Himax Technologies (NASDAQ:HIMX) lost nearly 38% of its stock price value in 2016, and it has been off to slow start this year. To turn things around, the company will need to prove that it can get through a potential shift in smartphone display technologies in China, as well as deliver on its own projected ramp-up of augmented reality (AR) display technologies for its customers by the end of this year.
Weather a major change to China's smartphone displays
Some news came out this week that might make Himax's year a bit more turbulent than previously expected. Analysts at Baird Equity Research, Tristan Gerra and Maggie McNally, said that China's smartphone market is transitioning this year from driver integrated circuits (IC), which HiMax makes, to gate-in-panel technology.
The analysts said (republished by Barron's):
[...] China smartphone market appears to be correcting. China panel makers are expected to start adopting gate-in-panel technology this year, which would reduce driver IC content. Himax's in-cell touch design has been delayed, while OLED ramp at China-based panel makers is not expected until 2019.

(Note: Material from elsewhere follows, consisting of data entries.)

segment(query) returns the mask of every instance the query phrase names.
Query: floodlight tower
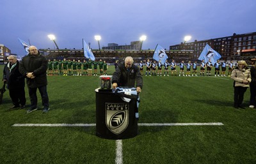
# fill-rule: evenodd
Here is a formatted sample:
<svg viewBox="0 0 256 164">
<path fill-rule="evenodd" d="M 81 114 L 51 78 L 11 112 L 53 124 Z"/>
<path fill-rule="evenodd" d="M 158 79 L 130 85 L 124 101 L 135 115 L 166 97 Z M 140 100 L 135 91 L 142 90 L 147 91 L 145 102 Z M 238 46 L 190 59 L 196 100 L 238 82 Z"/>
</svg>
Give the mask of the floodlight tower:
<svg viewBox="0 0 256 164">
<path fill-rule="evenodd" d="M 95 40 L 98 41 L 99 50 L 100 50 L 100 40 L 101 40 L 100 36 L 95 35 L 94 36 L 94 38 L 95 39 Z"/>
<path fill-rule="evenodd" d="M 147 36 L 143 35 L 140 38 L 140 40 L 141 42 L 140 44 L 140 50 L 142 50 L 142 43 L 143 43 L 143 41 L 147 40 Z"/>
<path fill-rule="evenodd" d="M 184 42 L 183 43 L 183 48 L 185 49 L 185 43 L 186 42 L 188 41 L 189 40 L 190 40 L 191 39 L 191 36 L 186 36 L 184 37 Z"/>
<path fill-rule="evenodd" d="M 56 45 L 56 47 L 57 47 L 57 49 L 58 50 L 58 49 L 59 49 L 59 47 L 58 47 L 57 43 L 56 43 L 56 41 L 55 41 L 55 39 L 56 39 L 55 36 L 54 36 L 54 34 L 49 34 L 49 35 L 48 35 L 48 38 L 49 38 L 50 40 L 51 40 L 53 41 L 53 42 L 54 43 L 55 45 Z"/>
</svg>

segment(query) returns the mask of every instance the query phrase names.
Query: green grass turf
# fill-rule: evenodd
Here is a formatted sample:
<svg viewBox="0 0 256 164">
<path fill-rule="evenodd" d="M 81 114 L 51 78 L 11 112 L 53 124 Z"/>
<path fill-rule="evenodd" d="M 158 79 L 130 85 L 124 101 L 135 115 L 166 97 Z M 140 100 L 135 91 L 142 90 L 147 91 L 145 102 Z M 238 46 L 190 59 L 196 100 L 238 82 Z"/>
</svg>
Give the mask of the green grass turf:
<svg viewBox="0 0 256 164">
<path fill-rule="evenodd" d="M 113 71 L 111 66 L 109 74 Z M 4 93 L 1 163 L 115 163 L 115 140 L 96 137 L 95 127 L 12 126 L 95 123 L 99 76 L 47 78 L 51 110 L 46 114 L 42 110 L 26 114 L 30 103 L 26 87 L 24 110 L 8 111 L 12 101 L 8 91 Z M 124 163 L 256 163 L 256 110 L 248 107 L 249 89 L 242 110 L 233 108 L 233 81 L 227 77 L 143 76 L 143 82 L 139 123 L 224 126 L 139 126 L 138 136 L 122 140 Z"/>
</svg>

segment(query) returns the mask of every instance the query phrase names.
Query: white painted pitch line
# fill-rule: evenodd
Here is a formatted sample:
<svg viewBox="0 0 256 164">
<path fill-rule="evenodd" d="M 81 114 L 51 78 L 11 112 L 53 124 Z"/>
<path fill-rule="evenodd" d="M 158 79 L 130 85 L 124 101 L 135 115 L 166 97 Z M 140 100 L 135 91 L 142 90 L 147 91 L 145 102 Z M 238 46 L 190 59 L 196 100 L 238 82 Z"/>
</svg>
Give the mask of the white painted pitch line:
<svg viewBox="0 0 256 164">
<path fill-rule="evenodd" d="M 138 123 L 139 126 L 222 126 L 221 123 Z M 15 124 L 12 126 L 46 126 L 46 127 L 70 127 L 70 126 L 95 126 L 96 124 Z M 122 140 L 116 140 L 116 164 L 123 164 L 123 143 Z"/>
<path fill-rule="evenodd" d="M 139 126 L 221 126 L 221 123 L 138 123 Z"/>
<path fill-rule="evenodd" d="M 138 123 L 138 126 L 221 126 L 221 123 Z M 46 126 L 46 127 L 74 127 L 95 126 L 96 124 L 15 124 L 12 126 Z"/>
<path fill-rule="evenodd" d="M 211 78 L 218 78 L 218 79 L 221 79 L 221 80 L 230 80 L 230 78 L 221 78 L 221 77 L 211 77 Z"/>
<path fill-rule="evenodd" d="M 116 140 L 116 147 L 115 163 L 123 164 L 123 143 L 122 140 Z"/>
<path fill-rule="evenodd" d="M 12 126 L 95 126 L 96 124 L 15 124 Z"/>
</svg>

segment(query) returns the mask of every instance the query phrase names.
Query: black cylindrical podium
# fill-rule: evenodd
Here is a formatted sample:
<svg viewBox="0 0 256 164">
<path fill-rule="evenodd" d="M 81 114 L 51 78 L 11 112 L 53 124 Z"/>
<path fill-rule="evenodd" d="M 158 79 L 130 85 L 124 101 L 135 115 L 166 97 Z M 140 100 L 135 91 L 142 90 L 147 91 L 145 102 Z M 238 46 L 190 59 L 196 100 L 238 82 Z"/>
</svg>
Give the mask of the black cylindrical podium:
<svg viewBox="0 0 256 164">
<path fill-rule="evenodd" d="M 136 100 L 124 101 L 111 90 L 95 89 L 96 135 L 107 139 L 125 139 L 138 135 L 134 109 Z"/>
</svg>

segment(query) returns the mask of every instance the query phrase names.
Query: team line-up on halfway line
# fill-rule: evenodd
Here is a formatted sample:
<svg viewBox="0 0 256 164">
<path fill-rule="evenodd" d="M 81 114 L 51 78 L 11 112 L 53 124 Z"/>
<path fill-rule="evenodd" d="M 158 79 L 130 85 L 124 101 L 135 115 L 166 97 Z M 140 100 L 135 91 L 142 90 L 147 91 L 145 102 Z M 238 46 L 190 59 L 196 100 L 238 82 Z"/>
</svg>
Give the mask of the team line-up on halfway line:
<svg viewBox="0 0 256 164">
<path fill-rule="evenodd" d="M 116 61 L 115 64 L 115 68 L 116 68 L 118 63 L 118 61 Z M 190 61 L 185 63 L 184 61 L 182 61 L 182 62 L 179 64 L 179 66 L 178 66 L 174 59 L 173 59 L 170 63 L 168 63 L 167 60 L 164 63 L 162 63 L 161 60 L 157 63 L 156 61 L 152 62 L 150 59 L 147 59 L 145 62 L 141 61 L 136 65 L 139 67 L 142 75 L 143 75 L 144 68 L 146 68 L 145 76 L 162 76 L 162 74 L 163 74 L 163 76 L 169 76 L 170 66 L 171 75 L 177 76 L 176 68 L 179 66 L 180 71 L 179 76 L 186 77 L 197 77 L 199 75 L 200 76 L 204 76 L 205 74 L 207 76 L 211 76 L 212 68 L 214 68 L 215 77 L 226 77 L 227 67 L 228 67 L 227 75 L 230 77 L 232 71 L 236 66 L 236 63 L 232 61 L 227 63 L 225 61 L 220 62 L 220 60 L 217 60 L 216 63 L 212 63 L 211 59 L 207 63 L 203 60 L 200 63 L 197 63 L 197 61 L 191 63 Z M 198 64 L 200 64 L 200 66 L 198 66 Z M 73 59 L 72 61 L 70 59 L 67 60 L 66 59 L 58 61 L 54 59 L 52 61 L 49 59 L 47 75 L 81 76 L 93 75 L 95 76 L 98 75 L 98 65 L 100 70 L 99 75 L 106 75 L 108 64 L 106 61 L 102 61 L 102 59 L 100 59 L 99 61 L 96 60 L 92 61 L 90 59 L 88 61 L 84 59 L 83 62 L 80 60 L 76 61 L 76 59 Z M 197 73 L 197 68 L 198 66 L 200 67 L 199 75 Z M 221 69 L 220 69 L 220 68 Z M 93 68 L 93 73 L 92 72 Z M 162 70 L 163 70 L 163 71 L 162 71 Z"/>
</svg>

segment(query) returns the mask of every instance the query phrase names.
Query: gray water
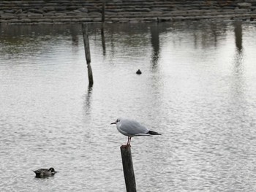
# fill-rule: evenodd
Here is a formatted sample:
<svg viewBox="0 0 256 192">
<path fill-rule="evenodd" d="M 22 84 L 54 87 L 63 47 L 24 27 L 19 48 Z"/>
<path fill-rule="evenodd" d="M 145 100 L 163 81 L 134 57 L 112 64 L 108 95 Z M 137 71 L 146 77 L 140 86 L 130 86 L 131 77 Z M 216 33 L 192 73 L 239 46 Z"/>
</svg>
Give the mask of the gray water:
<svg viewBox="0 0 256 192">
<path fill-rule="evenodd" d="M 1 191 L 125 191 L 118 117 L 162 134 L 132 139 L 138 191 L 256 191 L 255 23 L 89 31 L 92 88 L 80 26 L 0 26 Z"/>
</svg>

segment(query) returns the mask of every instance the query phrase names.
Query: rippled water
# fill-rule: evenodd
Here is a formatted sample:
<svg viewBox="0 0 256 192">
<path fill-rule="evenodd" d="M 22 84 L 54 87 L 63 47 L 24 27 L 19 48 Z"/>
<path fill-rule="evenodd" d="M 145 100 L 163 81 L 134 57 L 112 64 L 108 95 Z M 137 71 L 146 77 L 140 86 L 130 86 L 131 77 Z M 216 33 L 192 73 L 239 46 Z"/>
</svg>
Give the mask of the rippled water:
<svg viewBox="0 0 256 192">
<path fill-rule="evenodd" d="M 256 191 L 255 23 L 89 30 L 92 88 L 80 26 L 0 26 L 1 191 L 125 191 L 118 117 L 162 133 L 132 139 L 138 191 Z"/>
</svg>

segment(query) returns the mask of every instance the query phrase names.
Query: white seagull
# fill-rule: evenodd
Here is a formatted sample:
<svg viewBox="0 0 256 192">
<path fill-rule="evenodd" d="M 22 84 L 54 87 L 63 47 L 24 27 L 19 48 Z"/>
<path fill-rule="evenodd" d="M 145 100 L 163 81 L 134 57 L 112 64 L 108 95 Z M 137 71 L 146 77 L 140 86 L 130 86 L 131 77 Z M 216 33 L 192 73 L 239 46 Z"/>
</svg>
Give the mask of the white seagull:
<svg viewBox="0 0 256 192">
<path fill-rule="evenodd" d="M 127 145 L 131 144 L 132 137 L 160 135 L 157 132 L 149 131 L 146 127 L 134 120 L 118 118 L 112 124 L 116 124 L 117 130 L 128 137 Z"/>
</svg>

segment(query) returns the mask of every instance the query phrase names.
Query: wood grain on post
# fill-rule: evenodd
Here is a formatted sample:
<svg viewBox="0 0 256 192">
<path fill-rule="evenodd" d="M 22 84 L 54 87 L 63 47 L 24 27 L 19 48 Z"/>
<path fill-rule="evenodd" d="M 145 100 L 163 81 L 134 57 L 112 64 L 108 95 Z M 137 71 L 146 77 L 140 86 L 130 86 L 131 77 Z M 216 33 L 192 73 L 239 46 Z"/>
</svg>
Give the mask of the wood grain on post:
<svg viewBox="0 0 256 192">
<path fill-rule="evenodd" d="M 92 76 L 92 70 L 91 66 L 90 45 L 89 45 L 89 39 L 87 23 L 82 24 L 82 30 L 83 30 L 84 50 L 86 53 L 86 58 L 87 69 L 88 69 L 88 78 L 89 81 L 89 85 L 92 85 L 94 84 L 94 78 Z"/>
<path fill-rule="evenodd" d="M 120 147 L 124 175 L 127 192 L 136 192 L 135 176 L 133 171 L 131 145 Z"/>
</svg>

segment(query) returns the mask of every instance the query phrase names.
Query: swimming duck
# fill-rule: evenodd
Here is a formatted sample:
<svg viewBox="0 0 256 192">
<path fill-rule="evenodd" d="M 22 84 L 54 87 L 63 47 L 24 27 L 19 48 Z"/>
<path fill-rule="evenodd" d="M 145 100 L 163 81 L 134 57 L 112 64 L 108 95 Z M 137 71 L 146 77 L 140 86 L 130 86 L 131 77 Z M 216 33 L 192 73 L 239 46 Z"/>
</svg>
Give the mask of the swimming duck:
<svg viewBox="0 0 256 192">
<path fill-rule="evenodd" d="M 36 174 L 36 177 L 45 177 L 49 176 L 53 176 L 56 172 L 54 168 L 50 167 L 48 169 L 39 169 L 36 171 L 33 171 Z"/>
<path fill-rule="evenodd" d="M 142 74 L 141 71 L 140 69 L 138 69 L 137 72 L 136 72 L 136 74 Z"/>
</svg>

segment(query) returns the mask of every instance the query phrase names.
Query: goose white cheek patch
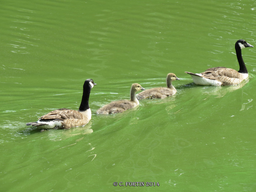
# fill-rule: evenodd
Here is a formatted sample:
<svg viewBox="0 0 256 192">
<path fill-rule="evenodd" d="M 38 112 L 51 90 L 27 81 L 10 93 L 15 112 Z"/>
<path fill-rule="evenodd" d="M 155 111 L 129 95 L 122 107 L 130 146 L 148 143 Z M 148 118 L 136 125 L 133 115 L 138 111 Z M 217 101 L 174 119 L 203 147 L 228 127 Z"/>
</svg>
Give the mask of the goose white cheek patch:
<svg viewBox="0 0 256 192">
<path fill-rule="evenodd" d="M 242 44 L 241 43 L 238 43 L 238 45 L 239 45 L 239 47 L 240 47 L 240 48 L 241 48 L 241 49 L 245 48 L 245 46 Z"/>
<path fill-rule="evenodd" d="M 89 83 L 91 85 L 91 86 L 92 86 L 92 88 L 93 87 L 93 86 L 94 86 L 94 85 L 93 85 L 93 84 L 90 81 L 90 82 L 89 82 Z"/>
</svg>

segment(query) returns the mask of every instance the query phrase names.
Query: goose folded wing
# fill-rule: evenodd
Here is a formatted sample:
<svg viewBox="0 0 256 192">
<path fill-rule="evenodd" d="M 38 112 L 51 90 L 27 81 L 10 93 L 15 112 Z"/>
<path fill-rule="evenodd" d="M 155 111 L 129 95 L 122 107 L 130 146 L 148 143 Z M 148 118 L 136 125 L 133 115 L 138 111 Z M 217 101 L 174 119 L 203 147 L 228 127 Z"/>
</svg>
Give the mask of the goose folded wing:
<svg viewBox="0 0 256 192">
<path fill-rule="evenodd" d="M 77 111 L 63 108 L 51 111 L 39 118 L 41 119 L 83 119 L 83 116 Z"/>
<path fill-rule="evenodd" d="M 203 77 L 211 79 L 218 79 L 222 76 L 239 78 L 241 75 L 240 74 L 234 69 L 220 67 L 208 69 L 201 74 Z"/>
</svg>

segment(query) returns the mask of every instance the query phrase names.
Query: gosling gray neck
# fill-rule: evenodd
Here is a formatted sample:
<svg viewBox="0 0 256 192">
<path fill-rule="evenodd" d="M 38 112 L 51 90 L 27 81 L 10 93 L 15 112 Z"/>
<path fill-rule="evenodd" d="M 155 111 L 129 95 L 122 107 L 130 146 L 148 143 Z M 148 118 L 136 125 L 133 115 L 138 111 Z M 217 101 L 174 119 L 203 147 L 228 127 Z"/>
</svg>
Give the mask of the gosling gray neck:
<svg viewBox="0 0 256 192">
<path fill-rule="evenodd" d="M 131 91 L 130 92 L 130 97 L 131 97 L 131 101 L 135 102 L 138 104 L 139 104 L 139 100 L 136 98 L 135 94 L 136 91 L 133 89 L 133 88 L 131 88 Z"/>
</svg>

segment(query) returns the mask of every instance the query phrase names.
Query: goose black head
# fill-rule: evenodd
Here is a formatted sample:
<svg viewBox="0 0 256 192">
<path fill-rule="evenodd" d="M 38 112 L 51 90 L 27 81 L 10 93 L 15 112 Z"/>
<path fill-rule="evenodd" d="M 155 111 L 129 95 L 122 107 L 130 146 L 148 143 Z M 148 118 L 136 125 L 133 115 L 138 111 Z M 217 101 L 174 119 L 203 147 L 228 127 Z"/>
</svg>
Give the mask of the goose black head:
<svg viewBox="0 0 256 192">
<path fill-rule="evenodd" d="M 93 80 L 91 79 L 88 79 L 85 80 L 84 82 L 84 88 L 89 87 L 90 89 L 92 89 L 94 85 L 96 85 L 97 84 L 93 82 Z"/>
</svg>

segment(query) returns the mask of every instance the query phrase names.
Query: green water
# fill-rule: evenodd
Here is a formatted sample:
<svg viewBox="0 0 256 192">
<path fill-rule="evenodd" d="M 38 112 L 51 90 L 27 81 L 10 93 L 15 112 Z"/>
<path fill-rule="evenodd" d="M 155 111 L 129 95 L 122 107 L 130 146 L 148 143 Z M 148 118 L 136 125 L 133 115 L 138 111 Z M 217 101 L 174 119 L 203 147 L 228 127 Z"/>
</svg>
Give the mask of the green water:
<svg viewBox="0 0 256 192">
<path fill-rule="evenodd" d="M 255 191 L 255 3 L 2 1 L 0 191 Z M 184 72 L 238 69 L 240 39 L 255 47 L 242 51 L 246 82 L 199 86 Z M 96 114 L 132 83 L 165 86 L 169 72 L 181 79 L 175 96 Z M 97 84 L 88 125 L 26 126 L 78 109 L 88 78 Z"/>
</svg>

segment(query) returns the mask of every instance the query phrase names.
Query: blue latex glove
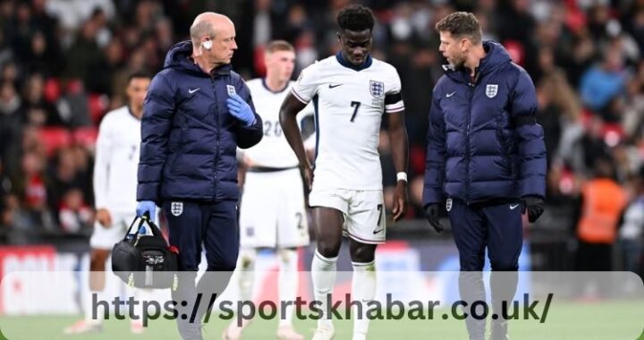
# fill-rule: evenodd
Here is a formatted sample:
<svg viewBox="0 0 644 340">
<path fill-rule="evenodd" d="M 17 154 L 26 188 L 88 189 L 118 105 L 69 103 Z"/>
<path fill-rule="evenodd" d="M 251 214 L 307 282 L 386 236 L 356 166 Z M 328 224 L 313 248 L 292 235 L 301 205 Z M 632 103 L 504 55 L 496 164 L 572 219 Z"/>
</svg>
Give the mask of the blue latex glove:
<svg viewBox="0 0 644 340">
<path fill-rule="evenodd" d="M 231 115 L 243 122 L 246 126 L 255 123 L 255 114 L 253 114 L 250 106 L 244 99 L 242 99 L 242 97 L 239 97 L 238 94 L 235 93 L 228 97 L 226 105 Z"/>
<path fill-rule="evenodd" d="M 148 213 L 151 220 L 154 219 L 157 205 L 151 200 L 141 200 L 137 204 L 137 216 L 141 217 L 143 214 Z"/>
</svg>

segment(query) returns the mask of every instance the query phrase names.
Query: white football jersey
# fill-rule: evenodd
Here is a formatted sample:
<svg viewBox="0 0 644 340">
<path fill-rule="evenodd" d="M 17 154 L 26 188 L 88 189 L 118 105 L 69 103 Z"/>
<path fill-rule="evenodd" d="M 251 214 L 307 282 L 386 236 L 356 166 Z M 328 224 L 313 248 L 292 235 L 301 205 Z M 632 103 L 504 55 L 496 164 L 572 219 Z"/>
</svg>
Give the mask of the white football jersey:
<svg viewBox="0 0 644 340">
<path fill-rule="evenodd" d="M 257 78 L 246 82 L 250 89 L 255 110 L 264 123 L 264 138 L 252 148 L 242 150 L 253 166 L 266 167 L 292 167 L 298 166 L 298 159 L 291 149 L 279 123 L 279 109 L 289 93 L 293 81 L 279 92 L 268 89 L 264 79 Z M 307 109 L 298 115 L 298 119 L 308 114 Z"/>
<path fill-rule="evenodd" d="M 98 127 L 94 164 L 96 208 L 110 213 L 136 210 L 140 121 L 128 106 L 108 112 Z"/>
<path fill-rule="evenodd" d="M 291 92 L 302 103 L 313 101 L 313 186 L 382 190 L 382 114 L 404 110 L 395 68 L 370 56 L 362 67 L 352 67 L 338 54 L 304 69 Z"/>
</svg>

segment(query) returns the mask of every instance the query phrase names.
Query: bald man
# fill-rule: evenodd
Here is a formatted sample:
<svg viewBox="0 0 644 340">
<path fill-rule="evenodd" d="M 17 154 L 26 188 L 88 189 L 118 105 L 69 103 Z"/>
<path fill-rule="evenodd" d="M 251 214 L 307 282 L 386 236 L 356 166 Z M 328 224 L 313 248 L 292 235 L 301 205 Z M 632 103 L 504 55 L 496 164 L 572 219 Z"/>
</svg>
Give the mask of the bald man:
<svg viewBox="0 0 644 340">
<path fill-rule="evenodd" d="M 177 306 L 187 316 L 177 324 L 182 337 L 191 340 L 201 339 L 204 306 L 225 288 L 237 262 L 236 148 L 258 143 L 263 131 L 248 87 L 231 69 L 237 49 L 233 21 L 201 13 L 191 40 L 170 49 L 145 99 L 136 213 L 154 216 L 158 205 L 167 217 L 182 270 L 173 300 L 187 302 Z M 202 244 L 208 272 L 195 287 Z"/>
</svg>

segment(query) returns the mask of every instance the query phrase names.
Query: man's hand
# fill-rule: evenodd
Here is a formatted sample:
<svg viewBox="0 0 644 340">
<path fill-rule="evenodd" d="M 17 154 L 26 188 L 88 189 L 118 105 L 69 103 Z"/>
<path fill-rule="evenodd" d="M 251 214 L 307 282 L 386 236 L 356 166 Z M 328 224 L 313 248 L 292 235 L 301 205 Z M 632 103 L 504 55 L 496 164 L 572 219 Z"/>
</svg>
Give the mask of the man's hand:
<svg viewBox="0 0 644 340">
<path fill-rule="evenodd" d="M 141 200 L 137 204 L 137 216 L 142 217 L 145 213 L 149 214 L 148 217 L 153 219 L 157 211 L 157 204 L 151 200 Z"/>
<path fill-rule="evenodd" d="M 440 204 L 432 203 L 425 208 L 425 216 L 428 218 L 428 222 L 434 227 L 436 233 L 441 234 L 445 230 L 443 225 L 438 221 L 438 212 L 440 210 Z"/>
<path fill-rule="evenodd" d="M 394 191 L 394 222 L 398 222 L 407 215 L 407 182 L 398 181 Z"/>
<path fill-rule="evenodd" d="M 536 196 L 526 196 L 522 200 L 521 213 L 525 214 L 528 211 L 528 221 L 534 223 L 544 212 L 543 200 Z"/>
<path fill-rule="evenodd" d="M 243 122 L 246 126 L 255 123 L 255 114 L 253 114 L 250 106 L 246 103 L 238 94 L 233 94 L 226 99 L 228 111 L 235 118 Z"/>
<path fill-rule="evenodd" d="M 97 221 L 98 221 L 98 223 L 106 228 L 112 226 L 112 216 L 110 215 L 109 210 L 105 208 L 101 208 L 97 210 Z"/>
<path fill-rule="evenodd" d="M 309 192 L 310 192 L 313 189 L 313 168 L 308 163 L 304 166 L 300 166 L 300 167 L 304 174 L 304 184 L 307 186 L 306 189 Z"/>
</svg>

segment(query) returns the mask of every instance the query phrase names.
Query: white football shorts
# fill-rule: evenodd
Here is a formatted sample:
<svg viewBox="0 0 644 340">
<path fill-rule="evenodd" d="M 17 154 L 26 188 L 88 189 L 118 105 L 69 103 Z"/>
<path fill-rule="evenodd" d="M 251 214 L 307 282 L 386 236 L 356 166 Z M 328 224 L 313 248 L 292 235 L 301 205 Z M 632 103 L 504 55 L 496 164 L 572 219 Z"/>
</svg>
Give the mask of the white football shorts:
<svg viewBox="0 0 644 340">
<path fill-rule="evenodd" d="M 369 244 L 384 243 L 386 234 L 385 200 L 381 190 L 319 189 L 309 195 L 311 207 L 333 208 L 344 215 L 343 234 Z"/>
<path fill-rule="evenodd" d="M 240 206 L 240 246 L 292 248 L 309 242 L 300 169 L 246 173 Z"/>
</svg>

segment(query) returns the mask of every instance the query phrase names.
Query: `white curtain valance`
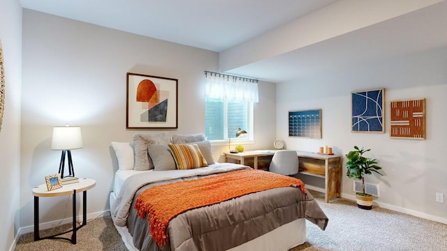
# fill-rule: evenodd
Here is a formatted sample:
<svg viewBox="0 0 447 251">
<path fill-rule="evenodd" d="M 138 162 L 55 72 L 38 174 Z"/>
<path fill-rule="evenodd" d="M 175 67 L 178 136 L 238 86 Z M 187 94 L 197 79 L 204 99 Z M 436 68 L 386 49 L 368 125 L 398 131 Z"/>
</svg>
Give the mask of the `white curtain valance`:
<svg viewBox="0 0 447 251">
<path fill-rule="evenodd" d="M 207 97 L 234 101 L 259 102 L 257 80 L 208 73 L 205 74 Z"/>
</svg>

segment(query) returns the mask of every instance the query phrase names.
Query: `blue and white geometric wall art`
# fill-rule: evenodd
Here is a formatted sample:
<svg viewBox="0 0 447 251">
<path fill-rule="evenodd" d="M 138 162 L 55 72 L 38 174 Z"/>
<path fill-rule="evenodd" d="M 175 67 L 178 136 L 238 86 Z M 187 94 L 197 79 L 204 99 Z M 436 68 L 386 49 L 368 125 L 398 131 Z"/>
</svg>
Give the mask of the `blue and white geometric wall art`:
<svg viewBox="0 0 447 251">
<path fill-rule="evenodd" d="M 289 112 L 288 137 L 321 139 L 321 109 Z"/>
<path fill-rule="evenodd" d="M 385 89 L 351 93 L 351 132 L 385 132 Z"/>
</svg>

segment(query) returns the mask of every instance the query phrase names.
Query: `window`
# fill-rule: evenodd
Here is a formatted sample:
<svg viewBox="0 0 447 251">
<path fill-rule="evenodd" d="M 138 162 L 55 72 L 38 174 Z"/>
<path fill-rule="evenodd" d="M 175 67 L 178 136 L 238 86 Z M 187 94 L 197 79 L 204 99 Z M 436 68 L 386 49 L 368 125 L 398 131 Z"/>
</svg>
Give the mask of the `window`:
<svg viewBox="0 0 447 251">
<path fill-rule="evenodd" d="M 253 104 L 258 99 L 258 81 L 207 71 L 205 77 L 207 138 L 226 142 L 235 137 L 235 128 L 240 127 L 247 134 L 235 141 L 253 140 Z"/>
<path fill-rule="evenodd" d="M 248 132 L 238 139 L 253 139 L 252 102 L 206 98 L 205 114 L 205 135 L 209 140 L 234 138 L 237 126 Z"/>
</svg>

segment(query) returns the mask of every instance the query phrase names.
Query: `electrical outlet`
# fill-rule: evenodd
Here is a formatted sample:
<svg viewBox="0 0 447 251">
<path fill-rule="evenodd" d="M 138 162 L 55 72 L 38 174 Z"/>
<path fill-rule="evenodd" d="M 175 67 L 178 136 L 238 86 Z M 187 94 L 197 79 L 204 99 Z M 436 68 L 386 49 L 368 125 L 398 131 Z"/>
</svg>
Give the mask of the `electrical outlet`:
<svg viewBox="0 0 447 251">
<path fill-rule="evenodd" d="M 442 192 L 437 192 L 436 193 L 436 201 L 444 203 L 444 194 Z"/>
</svg>

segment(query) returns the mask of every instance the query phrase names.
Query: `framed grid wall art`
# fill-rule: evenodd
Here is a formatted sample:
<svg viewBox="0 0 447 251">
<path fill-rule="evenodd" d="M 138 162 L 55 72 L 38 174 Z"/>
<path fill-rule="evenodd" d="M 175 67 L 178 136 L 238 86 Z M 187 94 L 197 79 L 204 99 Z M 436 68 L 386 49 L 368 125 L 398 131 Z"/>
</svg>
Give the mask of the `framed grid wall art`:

In short, the analysts believe this transition in China's smartphone display market will hurt Himax's business, and in turn could push down its stock price by about 20%.
Of course, how much (if at all) the shift in panel technology will change Himax's stock price is pure speculation. But if the shift does happen, it could certainly impact the company's current focus on driver ICs.
Himax's CEO Jordan Wu said on the company's Q3 2016 earnings call back in November that the Chinese smartphone market was bright spot for his company: "The strong rebound of our smartphone driver IC business this year came from our long-standing leading market share in China where our end brand customers are performing strongly."
Clearly, any reduction in Chinese customer demand could reverse the benefits Himax is currently experiencing in China. That means Himax may need to prove this year that it can adjust to a shifting market in China without losing too much of its drive IC business.
Prove that its AR investments are paying off
It's no secret that Himax is betting on the long-term prospects of augmented reality (AR). The market could be worth $83 billion by 2021, and Himax's liquid crystals on silicon (LCOS) and wafer-level optics (WLO) could become major parts of AR displays.
The company mentioned on its third-quarter earnings call that new production for its LCOS and WLO will come from "major customer" later this year, or in early 2018.
Management isn't worried about the short-term slow down of AR component sales right now, and it's hopeful that a ramp-up in late 2017 and early 2018 will pay off. Wu said on the call:
We are not particularly worried about the short-term headwind as the said major customer is more committed than ever in the long-term development of the AR product concept, which is viewed as a new computing platform and that Himax remains a critical partner to the customer in these AR efforts.
But for Himax's plans to pan out, it needs to see significant upticks in sales to AR customers later this year, as it's predicting. I've written before that Himax's AR play could take years to pay off, and the company should be able to prove toward the end of this year that it's well on its way.
This might be the year when Himax starts seeing tangible results toward its AR goals, but the gains won't likely come until the company proves it can both make it through technology shifts in the Chinese smartphone display market and stay on track for building out future AR display technologies at the same time.